Brady rallies Patriots
At half-time New England trudged to its locker room, and soon enough there was Tom Brady in the middle of it, demanding everyone’s attention, commanding everyone’s respect. The Patriots’ season had been a joy ride for eight weeks, so this hadn’t been needed, the team leader leading after the team had been punched in the mouth.
But this was what the old guys expected and the new guys had been seeking. There was Brady, giving a short, forceful speech, reminding everyone of the slogan of the week against these Colts.
“It’s a 60-minute game,” Brady said, eyes darting around the locker room. “We’ve got to play a 60-minute game and not give up a minute early.”
No, it wasn’t Lombardi or Rockne, but it was enough.
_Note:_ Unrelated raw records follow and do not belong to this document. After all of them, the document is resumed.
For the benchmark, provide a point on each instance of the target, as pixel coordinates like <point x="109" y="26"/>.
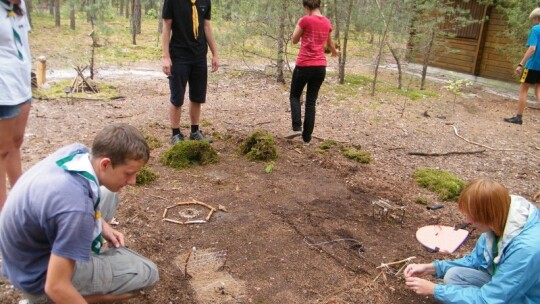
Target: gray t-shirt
<point x="48" y="211"/>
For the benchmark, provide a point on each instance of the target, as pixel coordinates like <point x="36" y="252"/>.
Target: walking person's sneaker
<point x="515" y="119"/>
<point x="177" y="138"/>
<point x="292" y="134"/>
<point x="199" y="136"/>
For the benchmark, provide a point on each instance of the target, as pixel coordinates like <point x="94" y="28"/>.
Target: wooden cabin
<point x="476" y="49"/>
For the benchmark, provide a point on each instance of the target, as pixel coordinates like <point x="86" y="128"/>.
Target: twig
<point x="446" y="153"/>
<point x="187" y="260"/>
<point x="385" y="265"/>
<point x="490" y="148"/>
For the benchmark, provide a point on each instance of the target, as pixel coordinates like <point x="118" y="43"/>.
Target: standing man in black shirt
<point x="184" y="59"/>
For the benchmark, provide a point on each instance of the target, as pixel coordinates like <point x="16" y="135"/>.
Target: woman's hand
<point x="420" y="286"/>
<point x="415" y="270"/>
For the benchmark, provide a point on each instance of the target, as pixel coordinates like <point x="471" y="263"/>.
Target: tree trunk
<point x="382" y="42"/>
<point x="128" y="2"/>
<point x="121" y="8"/>
<point x="281" y="43"/>
<point x="427" y="55"/>
<point x="337" y="38"/>
<point x="72" y="14"/>
<point x="57" y="13"/>
<point x="343" y="60"/>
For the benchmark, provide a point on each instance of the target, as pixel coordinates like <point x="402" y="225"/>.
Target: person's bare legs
<point x="11" y="139"/>
<point x="523" y="92"/>
<point x="174" y="116"/>
<point x="194" y="112"/>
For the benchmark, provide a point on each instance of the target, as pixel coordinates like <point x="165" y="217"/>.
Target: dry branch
<point x="446" y="153"/>
<point x="491" y="148"/>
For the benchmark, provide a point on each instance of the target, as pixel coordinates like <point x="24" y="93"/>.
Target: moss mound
<point x="146" y="175"/>
<point x="441" y="182"/>
<point x="360" y="156"/>
<point x="153" y="142"/>
<point x="190" y="152"/>
<point x="259" y="146"/>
This is Tom Brady, the new Joe Cool, and as long as he’s standing there, his teammates never doubt what’s possible.
In what was hyped as the biggest NFL regular season game ever, the Patriots stayed on course for an unbeaten season as Brady threw two of his three touchdown passes in a four-minute span of the fourth quarter on Sunday night to overcome a 10-point deficit and beat Super Bowl champion Indianapolis, 24-20.
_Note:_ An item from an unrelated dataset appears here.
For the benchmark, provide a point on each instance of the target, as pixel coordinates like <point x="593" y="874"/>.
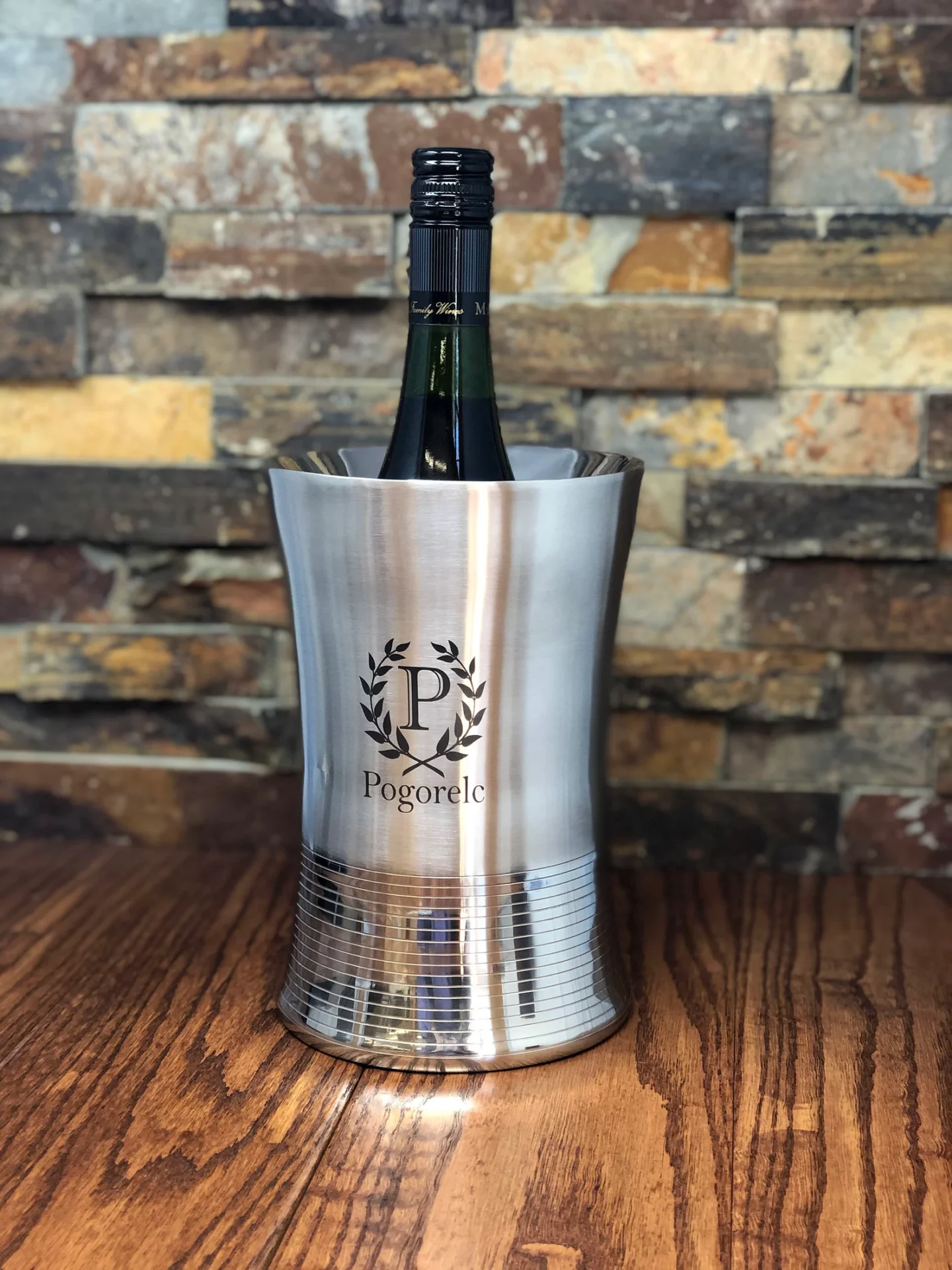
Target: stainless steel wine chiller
<point x="454" y="646"/>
The win keeps the Patriots (9-0) on course for the NFL’s first unbeaten season since Miami did it 1972 and gives them the first tiebreaker over Indianapolis (7-1) in the AFC playoffs.
It was January in this same building when the Patriots led 21-6 at the half, only to watch the Colts storm back, take their only lead in the final minute and win the AFC Championship. That burned Brady all summer. And the way the Colts manhandled the Chicago Bears two weeks later left every Patriot thinking they had been 30 seconds from a Super Bowl win but let it slip.
This time New England trailed 13-7, the vaunted offence had just 114 total yards and Brady even had thrown a rare pick.
But it’s a 60-minute game, Brady kept saying, so everyone kept listening.
By the end of those 60 minutes, Brady was taking a knee, playfully head-butting his teammates in the huddle and soaking up the one-of-a-kind feeling of turning a deafening Dome silent.
“It was a battle,” he sighed after. “It took us 60 minutes.”
This was both Brady’s worst game of the season and his best. His two picks doubled his season total to four, his 255 yards were a season low and he was sacked twice. Against the vicious Colts defence, the Pats looked rattled, not record-breaking.
But for Brady, until this year at least, it had never been about the statistics. The fact that he is en route to perhaps the greatest quarterbacking season of all-time simply is a by-product of the weapons surrounding him.
For all the struggles of the first 3½ quarters, he finished the game on a torrid 8 for 11 streak good for 134 yards, two touchdowns and one huge victory.
Brady wasn’t interested in talking about the possibility of a perfect season. He wasn’t concerned about any touchdown record and he certainly didn’t think this was anything but a nice regular-season win.
“The thing is, we’re 9-0 and it doesn’t matter,” Brady said. “It just doesn’t matter. None of this matters. What matters is January.”
New England, which had been scoring more than 41 points a game, had piled points on late in several games in which they were far ahead, including last week’s 52-7 win over Washington, when they kept playing hard well into the fourth quarter.
In this contest, anticipated since the schedule came out last April, they had to work their hardest just to win against perhaps the only team in the NFL close to them.
“Some victories do mean more than others,” said linebacker Tedy Bruschi, one of a handful of Patriots who played on all three of their Super Bowl winners. “We’re going to remember this.”